Several of our monks have been beaten up. But I train myself to ignore 
these threats. What they say and do is their business. My business is 
with my own soul."
I asked: "Do you think the Hindus will eventually succeed in driving you all away?"
"They are trying to," said the monk. "But it is not possible. They have tried before. We are still here."
The
 monk was referring to a period of history which few Hindus are aware 
of, and which the B.J.P is keen to forget. Every child in India knows 
that when the Muslims first came to India that they desecrated temples 
and smashed idols. What is conveniently forgotten is that during the 
Hindu revival of the first millennium A.D, many Hindu rulers had behaved
 in a similar fashion to the Buddhists. Because of this persecution, the
 philosophy of the Buddha, once a serious rival to Hinduism, had 
virtually died out in the country of its birth.
Several Rajas 
went out of their way to destroy Buddhist temples and murder monks: 
Harsha Deva, a single Kashmiri Raja, boasted that he had destroyed no 
less than four thousand Buddhist shrines. Another raja, Sasanka of 
Bengal, went to Bodh Gaya and cut down the Tree of Wisdom under which 
the Buddha had received Enlightenment. According to Buddhist tradition, 
Sasanka's "body produced sores and his flesh quickly rotted off and 
after a short while he died." Certainly it was the Raja's forcible 
conversion of the Mahabodhi shrine into a Shiva temple that had caused 
the current dispute.
Before you can begin to attack a people it 
is necessary to demonise them. By constantly telling pious Hindus that 
the Muslims desecrated their temples but suppressing the fact that 
contemporary Hindu rulers behaved in a similar fashion to the Buddhists,
 the B.J.P are guilty of deliberately distorting history. This sort of 
selective use of the past has resulted in many of the worst horrors of 
the twentieth century: in order to commit their different atrocities, 
the Turks lied about the past of the Armenians, the Germans about that 
of the Jews, and the early Zionists about that of the Palestinians. In 
India these historical distortions have already led to the loss of 
thousands of Muslim lives; those who remain are increasingly regarded as
 aliens within their own country.
The reclaiming of lost sacred 
sites - the attempted righting of past wrongs - has opened a Pandora's 
box which in a country with as fraught a history as India will never 
again be easily closed. But to judge by the growing list of disputes and
 the astonishing effect that the Ayodhya affair has had on B.J.P's 
popularity- in 1989 the party held 2 seats in the Indian Parliament, now
 it possesses 119 - it seems unlikely that Indian politicians will be 
willing or able to let sleeping Gods lie. In such a situation, the 
future for India's religious minorities looks extremely grim.
The
 only hope is that the Indian people will cease to dance to the tune 
played by fundamentalists. As I was leaving the Mahabodhi Temple I saw 
something which perhaps provides a small glimmer of hope that this could
 happen. An orange robed monk and two teenage boys were squatting on 
their hams in front of the temple sanctuary. The monk was teaching the 
boys a mantra: he would sing a phrase and the boys would repeat it. The 
boys were Hindus; the monk was a Buddhist.

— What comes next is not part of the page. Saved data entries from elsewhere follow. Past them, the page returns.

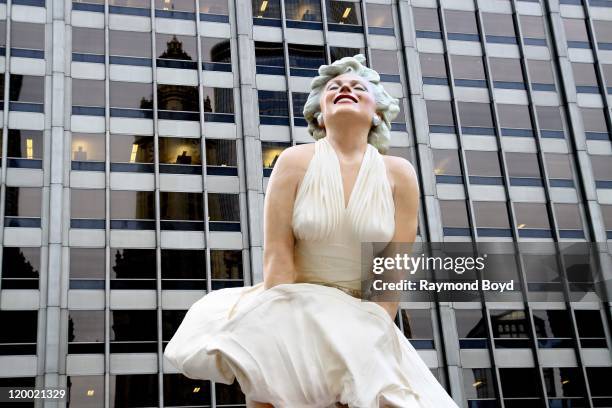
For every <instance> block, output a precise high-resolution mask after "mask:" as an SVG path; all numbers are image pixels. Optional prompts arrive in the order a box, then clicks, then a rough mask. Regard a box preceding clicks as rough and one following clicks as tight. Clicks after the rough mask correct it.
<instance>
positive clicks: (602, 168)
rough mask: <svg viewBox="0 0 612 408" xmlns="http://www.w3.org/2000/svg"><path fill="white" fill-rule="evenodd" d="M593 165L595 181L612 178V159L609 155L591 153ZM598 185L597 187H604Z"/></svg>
mask: <svg viewBox="0 0 612 408" xmlns="http://www.w3.org/2000/svg"><path fill="white" fill-rule="evenodd" d="M591 166H592V167H593V175H594V176H595V181H598V180H606V181H607V180H612V160H610V156H608V155H591ZM603 186H604V185H603V184H601V185H598V186H597V187H600V188H601V187H603Z"/></svg>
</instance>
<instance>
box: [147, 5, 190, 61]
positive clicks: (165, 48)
mask: <svg viewBox="0 0 612 408" xmlns="http://www.w3.org/2000/svg"><path fill="white" fill-rule="evenodd" d="M175 1H176V0H175ZM155 46H156V54H157V58H158V60H157V67H158V68H159V67H164V68H185V69H195V68H197V65H196V61H197V59H198V52H197V45H196V38H195V37H192V36H188V35H178V34H161V33H156V34H155Z"/></svg>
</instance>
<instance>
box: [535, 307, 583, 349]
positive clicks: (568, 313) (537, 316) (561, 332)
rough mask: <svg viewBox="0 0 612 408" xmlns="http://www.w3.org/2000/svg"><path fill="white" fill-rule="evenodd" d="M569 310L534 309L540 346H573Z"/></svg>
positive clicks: (536, 330) (554, 347) (555, 346)
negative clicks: (568, 324) (570, 325)
mask: <svg viewBox="0 0 612 408" xmlns="http://www.w3.org/2000/svg"><path fill="white" fill-rule="evenodd" d="M569 321H570V315H569V312H568V311H567V310H566V309H560V310H533V324H534V325H535V330H536V337H537V338H538V347H541V348H558V347H563V348H571V347H573V346H574V342H573V340H572V337H573V335H572V330H571V326H569V325H568V322H569Z"/></svg>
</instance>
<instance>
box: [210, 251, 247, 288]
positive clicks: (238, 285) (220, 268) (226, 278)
mask: <svg viewBox="0 0 612 408" xmlns="http://www.w3.org/2000/svg"><path fill="white" fill-rule="evenodd" d="M210 272H211V277H212V282H211V283H212V288H213V290H216V289H222V288H230V287H237V286H243V285H244V274H243V269H242V251H239V250H226V249H224V250H217V249H213V250H211V251H210Z"/></svg>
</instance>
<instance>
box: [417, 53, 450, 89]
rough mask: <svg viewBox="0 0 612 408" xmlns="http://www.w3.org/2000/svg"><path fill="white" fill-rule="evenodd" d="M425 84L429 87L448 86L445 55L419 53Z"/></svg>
mask: <svg viewBox="0 0 612 408" xmlns="http://www.w3.org/2000/svg"><path fill="white" fill-rule="evenodd" d="M419 60H420V62H421V73H422V75H423V83H424V84H428V85H448V79H447V77H446V61H445V60H444V55H443V54H427V53H419Z"/></svg>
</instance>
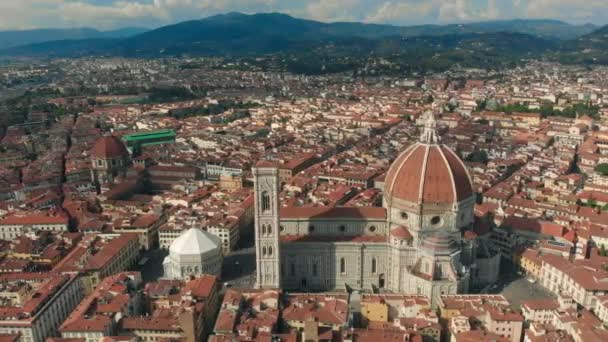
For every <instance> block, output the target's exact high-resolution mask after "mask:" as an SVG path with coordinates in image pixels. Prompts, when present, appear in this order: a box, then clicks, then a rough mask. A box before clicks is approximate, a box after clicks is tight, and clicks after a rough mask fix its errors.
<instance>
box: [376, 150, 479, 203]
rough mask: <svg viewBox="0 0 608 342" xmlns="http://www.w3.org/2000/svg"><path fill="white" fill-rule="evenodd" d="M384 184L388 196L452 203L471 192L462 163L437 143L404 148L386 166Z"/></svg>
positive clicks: (465, 173) (460, 198) (426, 200)
mask: <svg viewBox="0 0 608 342" xmlns="http://www.w3.org/2000/svg"><path fill="white" fill-rule="evenodd" d="M384 184H385V186H384V188H385V193H386V196H387V197H388V198H390V199H394V198H397V199H400V200H405V201H409V202H414V203H442V204H443V203H455V202H460V201H462V200H465V199H467V198H469V197H471V196H473V187H472V185H471V180H470V178H469V174H468V172H467V170H466V167H465V165H464V163H463V162H462V161H461V160H460V158H458V156H457V155H456V154H455V153H454V152H452V151H451V150H450V149H449V148H447V147H445V146H443V145H437V144H421V143H418V144H415V145H413V146H411V147H409V148H408V149H406V150H405V152H403V153H402V154H401V155H400V156H399V157H397V159H396V160H395V162H394V163H393V165H391V167H390V168H389V170H388V172H387V174H386V180H385V183H384Z"/></svg>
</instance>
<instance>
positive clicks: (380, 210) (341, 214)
mask: <svg viewBox="0 0 608 342" xmlns="http://www.w3.org/2000/svg"><path fill="white" fill-rule="evenodd" d="M280 216H281V218H286V219H296V218H301V219H315V218H318V219H338V218H340V219H343V218H344V219H357V218H362V219H376V220H384V219H385V218H386V209H384V208H380V207H286V208H281V209H280Z"/></svg>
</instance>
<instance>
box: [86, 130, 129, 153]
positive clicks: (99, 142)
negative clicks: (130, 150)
mask: <svg viewBox="0 0 608 342" xmlns="http://www.w3.org/2000/svg"><path fill="white" fill-rule="evenodd" d="M91 155H92V156H93V157H94V158H97V159H118V158H125V157H128V156H129V151H127V148H126V147H125V144H124V143H123V142H122V141H120V139H119V138H117V137H115V136H107V137H101V138H99V139H97V141H96V142H95V145H94V146H93V148H92V149H91Z"/></svg>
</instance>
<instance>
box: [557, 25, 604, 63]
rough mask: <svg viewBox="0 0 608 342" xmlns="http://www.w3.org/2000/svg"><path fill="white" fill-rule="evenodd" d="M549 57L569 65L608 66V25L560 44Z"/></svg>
mask: <svg viewBox="0 0 608 342" xmlns="http://www.w3.org/2000/svg"><path fill="white" fill-rule="evenodd" d="M550 57H551V58H554V59H555V60H558V61H560V62H562V63H569V64H602V65H606V64H608V25H607V26H604V27H602V28H599V29H598V30H596V31H594V32H592V33H589V34H586V35H584V36H582V37H579V38H577V39H574V40H570V41H566V42H563V43H561V44H560V48H559V50H557V51H555V52H553V53H551V54H550Z"/></svg>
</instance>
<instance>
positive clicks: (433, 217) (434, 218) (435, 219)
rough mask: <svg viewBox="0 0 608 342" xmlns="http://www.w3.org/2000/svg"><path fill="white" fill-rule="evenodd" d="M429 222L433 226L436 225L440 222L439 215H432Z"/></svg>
mask: <svg viewBox="0 0 608 342" xmlns="http://www.w3.org/2000/svg"><path fill="white" fill-rule="evenodd" d="M431 224H432V225H433V226H438V225H439V224H441V217H439V216H433V217H432V218H431Z"/></svg>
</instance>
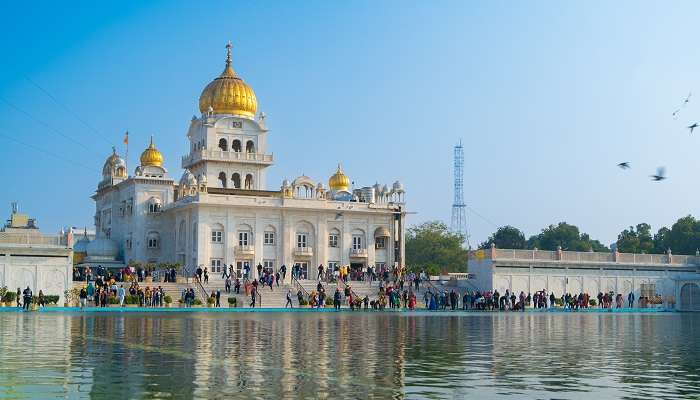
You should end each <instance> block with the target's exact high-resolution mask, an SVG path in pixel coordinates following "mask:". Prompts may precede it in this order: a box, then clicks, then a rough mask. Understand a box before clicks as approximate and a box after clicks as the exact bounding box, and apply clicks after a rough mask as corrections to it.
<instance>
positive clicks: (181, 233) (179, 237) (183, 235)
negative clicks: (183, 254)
mask: <svg viewBox="0 0 700 400" xmlns="http://www.w3.org/2000/svg"><path fill="white" fill-rule="evenodd" d="M177 236H178V238H177V243H178V248H179V249H180V251H184V250H185V240H186V233H185V221H180V229H179V230H178V233H177Z"/></svg>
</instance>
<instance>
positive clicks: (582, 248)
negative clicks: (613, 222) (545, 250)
mask: <svg viewBox="0 0 700 400" xmlns="http://www.w3.org/2000/svg"><path fill="white" fill-rule="evenodd" d="M559 246H561V248H562V250H568V251H589V250H593V251H609V249H608V248H607V247H606V246H604V245H603V244H602V243H600V242H599V241H598V240H593V239H591V237H590V236H589V235H588V234H587V233H581V232H580V231H579V229H578V227H577V226H575V225H570V224H567V223H566V222H560V223H559V224H557V225H550V226H548V227H547V228H544V229H542V232H540V234H539V235H534V236H531V237H530V238H529V239H528V240H527V247H528V248H529V249H534V248H538V249H541V250H557V247H559Z"/></svg>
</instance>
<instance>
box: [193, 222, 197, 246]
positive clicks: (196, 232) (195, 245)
mask: <svg viewBox="0 0 700 400" xmlns="http://www.w3.org/2000/svg"><path fill="white" fill-rule="evenodd" d="M192 248H193V249H196V248H197V223H196V222H195V223H194V224H192Z"/></svg>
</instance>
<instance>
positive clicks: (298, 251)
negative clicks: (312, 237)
mask: <svg viewBox="0 0 700 400" xmlns="http://www.w3.org/2000/svg"><path fill="white" fill-rule="evenodd" d="M294 255H296V256H309V257H310V256H312V255H314V249H313V248H311V247H295V248H294Z"/></svg>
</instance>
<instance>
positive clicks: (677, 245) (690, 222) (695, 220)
mask: <svg viewBox="0 0 700 400" xmlns="http://www.w3.org/2000/svg"><path fill="white" fill-rule="evenodd" d="M666 244H668V247H667V248H670V249H671V251H672V252H673V253H675V254H694V253H695V250H696V249H698V248H699V247H700V221H698V220H697V219H695V218H693V217H692V216H690V215H688V216H685V217H683V218H680V219H679V220H678V221H676V223H674V224H673V226H671V230H670V232H669V233H668V239H667V240H666Z"/></svg>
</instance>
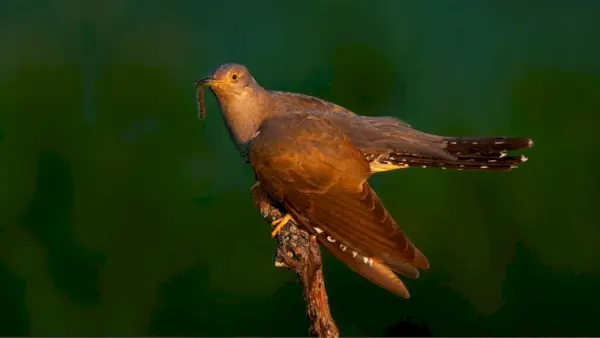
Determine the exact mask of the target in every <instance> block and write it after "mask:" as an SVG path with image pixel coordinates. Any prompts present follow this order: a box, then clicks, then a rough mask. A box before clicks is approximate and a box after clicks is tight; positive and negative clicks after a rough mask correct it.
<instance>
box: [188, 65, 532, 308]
mask: <svg viewBox="0 0 600 338" xmlns="http://www.w3.org/2000/svg"><path fill="white" fill-rule="evenodd" d="M195 85H196V90H197V99H198V100H197V101H198V106H199V117H200V119H203V118H204V117H205V115H206V111H205V107H204V88H205V87H208V88H209V89H210V91H211V92H212V93H213V94H214V96H215V97H216V100H217V102H218V105H219V108H220V111H221V116H222V118H223V120H224V123H225V125H226V127H227V130H228V132H229V134H230V136H231V139H232V140H233V144H234V146H235V148H236V149H237V151H238V152H239V153H240V155H241V156H242V158H243V159H244V160H245V161H246V163H248V164H249V165H250V166H251V167H252V169H253V171H254V174H255V177H256V180H257V183H256V184H255V186H254V188H258V189H263V190H264V192H266V194H267V195H268V196H269V197H270V198H271V199H273V200H274V201H276V202H277V203H279V204H280V205H281V206H283V208H284V209H285V215H284V216H283V217H281V218H280V219H278V220H276V221H274V222H273V223H272V225H273V227H274V230H273V231H272V233H271V235H272V236H275V235H276V234H277V233H278V231H279V230H280V229H281V227H282V226H283V225H285V224H286V223H287V222H289V221H290V220H294V221H295V222H296V223H297V224H299V225H300V226H301V227H302V228H303V229H305V230H306V231H308V232H309V233H310V234H311V235H314V236H315V237H316V238H317V240H318V243H319V244H320V245H321V246H322V247H325V248H326V249H327V250H329V251H330V252H331V253H332V254H333V256H335V257H337V258H338V259H340V260H341V261H342V262H343V263H345V264H346V265H347V266H349V267H350V268H351V269H352V270H354V271H356V272H357V273H358V274H360V275H362V276H363V277H365V278H366V279H368V280H370V281H371V282H373V283H375V284H377V285H379V286H380V287H382V288H384V289H387V290H388V291H390V292H392V293H393V294H396V295H398V296H400V297H403V298H409V297H410V293H409V291H408V289H407V288H406V285H405V284H404V282H403V281H402V279H400V278H399V276H401V277H404V278H412V279H415V278H418V277H419V273H420V272H419V271H420V270H425V269H428V268H429V261H428V259H427V258H426V256H425V255H424V254H423V253H422V252H421V251H420V250H419V249H418V248H417V247H416V246H415V245H414V244H413V242H412V241H411V240H410V239H409V238H408V237H407V235H406V234H405V232H404V231H403V230H402V229H401V228H400V227H399V226H398V225H397V223H396V221H395V219H394V218H393V217H392V215H391V214H390V213H389V212H388V210H387V209H386V208H385V206H384V204H383V202H382V201H381V199H380V198H379V196H378V195H377V193H376V192H375V191H374V190H373V188H372V187H371V185H370V184H369V181H368V179H369V177H370V176H371V175H374V174H376V173H380V172H388V171H392V170H399V169H406V168H440V169H448V170H463V171H494V172H503V171H510V170H512V169H514V168H517V167H518V166H519V165H520V164H522V163H523V162H525V161H527V158H526V157H525V156H524V155H510V154H509V152H511V151H516V150H521V149H527V148H531V147H532V146H533V141H532V139H531V138H528V137H454V136H440V135H435V134H430V133H425V132H422V131H419V130H417V129H415V128H413V127H412V126H411V125H410V124H408V123H407V122H405V121H403V120H400V119H398V118H395V117H389V116H382V117H371V116H365V115H360V114H356V113H354V112H352V111H350V110H348V109H346V108H344V107H342V106H340V105H337V104H334V103H331V102H328V101H326V100H324V99H320V98H317V97H314V96H310V95H305V94H300V93H291V92H283V91H276V90H268V89H265V88H263V87H262V86H261V85H260V84H259V83H258V82H257V81H256V79H255V78H254V77H253V76H252V74H251V73H250V72H249V70H248V68H247V67H246V66H244V65H242V64H236V63H226V64H222V65H220V66H218V67H217V68H216V69H215V70H214V71H212V72H211V73H210V75H209V76H206V77H204V78H202V79H200V80H197V81H196V82H195Z"/></svg>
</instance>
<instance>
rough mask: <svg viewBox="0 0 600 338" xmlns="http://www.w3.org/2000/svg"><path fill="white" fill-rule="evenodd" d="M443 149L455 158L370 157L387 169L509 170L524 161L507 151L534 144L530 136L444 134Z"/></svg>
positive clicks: (470, 170)
mask: <svg viewBox="0 0 600 338" xmlns="http://www.w3.org/2000/svg"><path fill="white" fill-rule="evenodd" d="M443 142H444V146H445V148H444V150H445V151H446V152H447V153H448V154H450V155H452V156H453V157H454V159H442V158H434V157H430V156H423V155H420V154H398V153H392V154H389V155H387V154H386V155H383V156H382V155H379V156H373V158H372V159H370V160H372V161H376V162H377V165H376V166H373V165H372V166H371V167H372V168H373V167H377V168H379V167H382V168H384V167H385V166H389V168H406V167H421V168H441V169H454V170H469V171H509V170H512V169H514V168H517V167H518V166H519V165H520V164H521V163H523V162H525V161H527V157H525V156H523V155H518V156H508V152H509V151H514V150H519V149H527V148H531V147H533V141H532V140H531V139H530V138H508V137H446V138H444V139H443Z"/></svg>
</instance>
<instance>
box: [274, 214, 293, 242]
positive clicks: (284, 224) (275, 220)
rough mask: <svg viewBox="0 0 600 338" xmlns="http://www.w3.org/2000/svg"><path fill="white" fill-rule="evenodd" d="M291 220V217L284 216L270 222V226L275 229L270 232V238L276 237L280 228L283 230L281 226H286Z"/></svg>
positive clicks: (290, 215) (282, 227)
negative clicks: (278, 218) (282, 229)
mask: <svg viewBox="0 0 600 338" xmlns="http://www.w3.org/2000/svg"><path fill="white" fill-rule="evenodd" d="M291 220H292V215H290V214H285V216H283V217H281V218H279V219H276V220H274V221H273V222H271V225H272V226H274V227H275V229H273V231H272V232H271V237H275V236H276V235H277V233H278V232H279V231H280V230H281V228H283V226H284V225H286V224H287V222H289V221H291Z"/></svg>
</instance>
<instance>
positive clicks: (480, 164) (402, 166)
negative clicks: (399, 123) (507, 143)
mask: <svg viewBox="0 0 600 338" xmlns="http://www.w3.org/2000/svg"><path fill="white" fill-rule="evenodd" d="M500 156H502V155H499V156H497V157H487V158H471V157H458V158H457V159H456V160H455V161H446V160H442V161H440V160H439V159H434V158H419V157H410V156H394V155H391V156H389V157H387V158H385V159H384V158H379V159H377V161H379V162H380V163H383V164H391V165H395V166H399V167H417V168H441V169H453V170H469V171H478V170H479V171H509V170H512V169H514V168H517V167H518V166H519V165H520V164H521V163H523V162H525V161H527V157H525V156H523V155H520V156H502V157H500Z"/></svg>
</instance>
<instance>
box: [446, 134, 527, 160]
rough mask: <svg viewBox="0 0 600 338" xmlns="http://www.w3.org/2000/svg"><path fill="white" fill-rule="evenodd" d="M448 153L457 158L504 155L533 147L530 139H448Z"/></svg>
mask: <svg viewBox="0 0 600 338" xmlns="http://www.w3.org/2000/svg"><path fill="white" fill-rule="evenodd" d="M444 144H445V145H446V149H445V150H446V151H447V152H449V153H450V154H452V155H455V156H468V155H488V156H491V155H492V154H502V153H506V152H508V151H513V150H520V149H527V148H531V147H533V141H532V140H531V139H530V138H521V137H514V138H510V137H446V138H444Z"/></svg>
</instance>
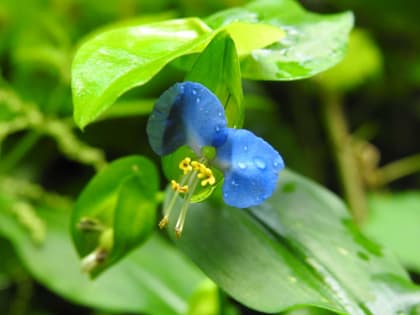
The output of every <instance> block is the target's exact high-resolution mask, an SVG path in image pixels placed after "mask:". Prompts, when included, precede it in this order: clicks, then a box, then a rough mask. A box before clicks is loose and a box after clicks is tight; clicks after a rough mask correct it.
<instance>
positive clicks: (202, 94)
mask: <svg viewBox="0 0 420 315" xmlns="http://www.w3.org/2000/svg"><path fill="white" fill-rule="evenodd" d="M147 134H148V137H149V143H150V145H151V147H152V149H153V151H155V152H156V153H157V154H159V155H166V154H169V153H171V152H173V151H175V150H176V149H177V148H178V147H180V146H182V145H185V144H186V145H188V146H189V147H191V148H192V149H193V150H194V151H195V152H196V153H197V154H198V155H200V154H201V148H202V147H203V146H214V147H217V146H220V145H221V144H223V143H224V142H225V141H226V137H227V127H226V118H225V115H224V110H223V106H222V104H221V103H220V101H219V100H218V98H217V97H216V95H214V94H213V93H212V92H211V91H210V90H209V89H207V88H206V87H205V86H203V85H202V84H200V83H195V82H183V83H177V84H175V85H173V86H172V87H171V88H169V89H168V90H167V91H165V92H164V93H163V94H162V96H161V97H160V98H159V99H158V100H157V102H156V104H155V107H154V109H153V112H152V114H151V115H150V117H149V120H148V122H147Z"/></svg>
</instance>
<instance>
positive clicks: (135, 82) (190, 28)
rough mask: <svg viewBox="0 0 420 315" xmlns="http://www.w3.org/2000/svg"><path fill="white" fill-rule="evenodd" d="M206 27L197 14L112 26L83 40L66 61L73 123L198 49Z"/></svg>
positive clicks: (87, 119) (114, 98)
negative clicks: (165, 19)
mask: <svg viewBox="0 0 420 315" xmlns="http://www.w3.org/2000/svg"><path fill="white" fill-rule="evenodd" d="M210 32H211V30H210V29H209V27H208V26H207V25H206V24H204V22H202V21H201V20H200V19H197V18H187V19H180V20H170V21H165V22H159V23H154V24H148V25H141V26H131V27H122V28H117V29H114V30H111V31H107V32H104V33H101V34H99V35H97V36H95V37H94V38H93V39H91V40H89V41H87V42H86V43H84V44H83V45H82V46H81V47H80V48H79V50H78V51H77V53H76V56H75V57H74V61H73V65H72V90H73V101H74V119H75V121H76V124H77V125H78V126H79V127H80V128H83V127H85V126H86V125H87V124H88V123H90V122H91V121H93V120H94V119H95V118H97V117H98V116H99V115H100V114H101V113H103V112H104V111H105V110H106V109H107V108H108V107H109V106H110V105H112V103H113V102H114V101H115V100H116V99H117V98H118V97H119V96H120V95H122V94H123V93H124V92H126V91H127V90H129V89H131V88H133V87H135V86H138V85H142V84H144V83H146V82H147V81H149V80H150V79H151V78H152V77H153V76H154V75H156V74H157V73H158V72H159V71H160V70H161V69H162V68H163V67H164V66H165V65H166V64H168V63H169V62H171V61H172V60H174V59H175V58H177V57H179V56H182V55H184V54H187V53H194V52H199V51H201V50H202V49H203V47H205V43H206V41H207V37H208V36H206V35H207V34H209V33H210Z"/></svg>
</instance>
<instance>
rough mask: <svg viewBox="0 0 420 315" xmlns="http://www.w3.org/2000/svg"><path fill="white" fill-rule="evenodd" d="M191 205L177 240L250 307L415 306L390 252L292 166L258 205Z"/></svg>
mask: <svg viewBox="0 0 420 315" xmlns="http://www.w3.org/2000/svg"><path fill="white" fill-rule="evenodd" d="M216 201H217V202H216ZM190 207H191V209H190V211H189V215H188V218H187V222H186V224H185V227H184V233H183V235H182V237H181V239H180V240H178V241H177V245H179V247H180V248H181V249H182V250H183V251H184V252H185V253H186V254H187V255H188V256H190V257H191V258H192V260H193V261H195V262H196V263H197V264H198V266H199V267H200V268H201V269H202V270H203V271H204V272H205V273H206V274H207V275H208V276H209V277H210V278H211V279H212V280H213V281H214V282H215V283H216V284H218V285H219V286H220V287H221V288H222V289H223V290H225V291H226V292H227V293H228V294H230V295H231V296H232V297H233V298H235V299H236V300H238V301H240V302H241V303H243V304H245V305H247V306H249V307H251V308H253V309H256V310H258V311H262V312H268V313H275V312H280V311H283V310H285V309H288V308H292V307H296V306H302V305H307V306H317V307H321V308H326V309H330V310H333V311H335V312H338V313H341V314H349V315H350V314H351V315H367V314H381V315H396V314H400V313H399V312H401V313H407V312H409V310H410V309H411V308H412V307H413V306H415V305H416V304H419V303H420V289H419V288H418V287H416V286H414V285H412V284H411V283H410V281H409V278H408V276H407V274H406V272H405V271H404V270H403V269H402V267H401V266H400V265H399V264H398V262H397V261H396V259H395V258H394V257H393V256H392V255H391V254H390V253H389V252H388V251H387V250H385V249H383V248H381V247H380V246H378V245H376V244H375V243H373V242H372V241H370V240H368V239H366V238H365V237H363V235H361V234H360V233H359V232H358V231H357V230H356V229H355V227H354V225H353V224H352V222H351V221H350V220H351V219H350V216H349V214H348V212H347V210H346V208H345V206H344V204H343V203H342V202H341V201H340V200H339V199H337V198H336V197H335V196H334V195H332V194H331V193H329V192H327V191H326V190H324V189H323V188H321V187H320V186H318V185H317V184H315V183H312V182H310V181H308V180H306V179H304V178H303V177H301V176H298V175H296V174H294V173H292V172H290V171H283V172H282V173H281V176H280V182H279V184H278V188H277V191H276V192H275V193H274V195H273V196H272V197H271V198H270V199H268V200H267V201H266V202H265V203H264V204H262V205H260V206H257V207H253V208H250V209H247V210H243V209H235V208H231V207H228V206H226V205H223V204H222V202H221V201H218V200H210V201H207V202H204V203H200V204H194V205H191V206H190ZM171 235H172V233H171ZM203 244H204V245H203Z"/></svg>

"Do your parents know about this?" I asked.
"Yes," replied one of the boys. "They do not mind."
"Even though you are learning Buddhist prayers?"
"My
 father says that all Gods are the same; it is just that people call 
them by different names. I call my father Papa and my cousin calls him 
uncle: two different names but my father is only one man."
"It is true," said the first boy, nodding vigorously. "It is silly to fight about these things."